Great interest is directed to inflammation and oxidative stress involvement in type 2 diabetes pathogenesis. Many researchers suggest they play roles but exactly how is still not clear enough. This encouraged us to investigate relations and potential inter-relationships between them and insulin resistance in type 2 diabetes in its early stage. Whether metformin drug alone, as frequently prescribed, is enough for type 2 diabetes management in this early stage was also an objective.

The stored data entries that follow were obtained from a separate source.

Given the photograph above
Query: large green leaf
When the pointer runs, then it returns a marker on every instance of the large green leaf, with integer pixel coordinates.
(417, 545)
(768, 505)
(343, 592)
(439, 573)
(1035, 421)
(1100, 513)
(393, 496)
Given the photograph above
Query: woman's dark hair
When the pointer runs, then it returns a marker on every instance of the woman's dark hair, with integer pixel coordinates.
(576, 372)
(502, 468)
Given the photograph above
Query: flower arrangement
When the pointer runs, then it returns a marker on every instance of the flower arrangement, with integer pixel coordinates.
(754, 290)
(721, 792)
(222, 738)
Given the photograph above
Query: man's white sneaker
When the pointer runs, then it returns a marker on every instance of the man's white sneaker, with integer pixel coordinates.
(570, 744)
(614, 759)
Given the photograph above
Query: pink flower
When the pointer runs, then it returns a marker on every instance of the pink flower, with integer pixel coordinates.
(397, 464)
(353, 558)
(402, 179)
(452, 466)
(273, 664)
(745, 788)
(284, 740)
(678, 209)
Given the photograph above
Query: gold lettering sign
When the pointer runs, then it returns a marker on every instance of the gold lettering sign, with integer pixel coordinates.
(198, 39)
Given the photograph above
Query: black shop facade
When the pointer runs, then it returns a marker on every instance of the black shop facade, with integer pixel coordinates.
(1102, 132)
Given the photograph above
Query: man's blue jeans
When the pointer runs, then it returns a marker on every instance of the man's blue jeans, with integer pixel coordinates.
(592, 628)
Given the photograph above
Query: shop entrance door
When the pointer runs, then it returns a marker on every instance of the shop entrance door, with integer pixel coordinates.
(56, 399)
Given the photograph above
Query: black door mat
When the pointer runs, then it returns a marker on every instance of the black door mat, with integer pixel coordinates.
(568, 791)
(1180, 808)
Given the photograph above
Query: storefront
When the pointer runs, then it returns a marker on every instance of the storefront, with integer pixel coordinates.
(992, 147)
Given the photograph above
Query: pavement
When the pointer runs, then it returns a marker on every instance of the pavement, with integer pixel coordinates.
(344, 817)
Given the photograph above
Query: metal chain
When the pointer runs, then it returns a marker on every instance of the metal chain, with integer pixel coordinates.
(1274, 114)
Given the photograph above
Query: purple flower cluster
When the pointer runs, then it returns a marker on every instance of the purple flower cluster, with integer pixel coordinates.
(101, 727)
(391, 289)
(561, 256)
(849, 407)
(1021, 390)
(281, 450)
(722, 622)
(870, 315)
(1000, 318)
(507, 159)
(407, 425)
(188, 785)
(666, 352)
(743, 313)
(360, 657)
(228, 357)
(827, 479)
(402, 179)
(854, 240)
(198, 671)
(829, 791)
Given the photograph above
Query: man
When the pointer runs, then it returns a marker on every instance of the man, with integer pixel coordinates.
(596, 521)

Blood sugar indices, adiponectin (ADIPOQ), tumor necrosis factor-α (TNF-α), malondialdehyde (MDA), nitric oxide (NO), C-reactive protein (CRP), liver and kidney function tests and lipid profile were monitored in non-diabetic volunteers, pre-diabetic and newly diagnosed type 2 diabetic patients before and after metformin drug utilization for 5 mo.
MDA, inflammation markers and alanine aminotransferase (ALT) were elevated, and blood sugar indices and lipid profile showed pathological alterations in diabetics compared to non-diabetics; changes were worse in type 2 cases. They were improved to different degrees by metformin treatment except for pancreatic β-cells function and ADIPOQ level showed no significant improvements and it couldn’t normalize ALT.
Results reflected significant relations and inter-relationships between oxidative stress and inflammation markers in type 2 diabetes in its early stage and indicated that metformin may need to be combined with another drug.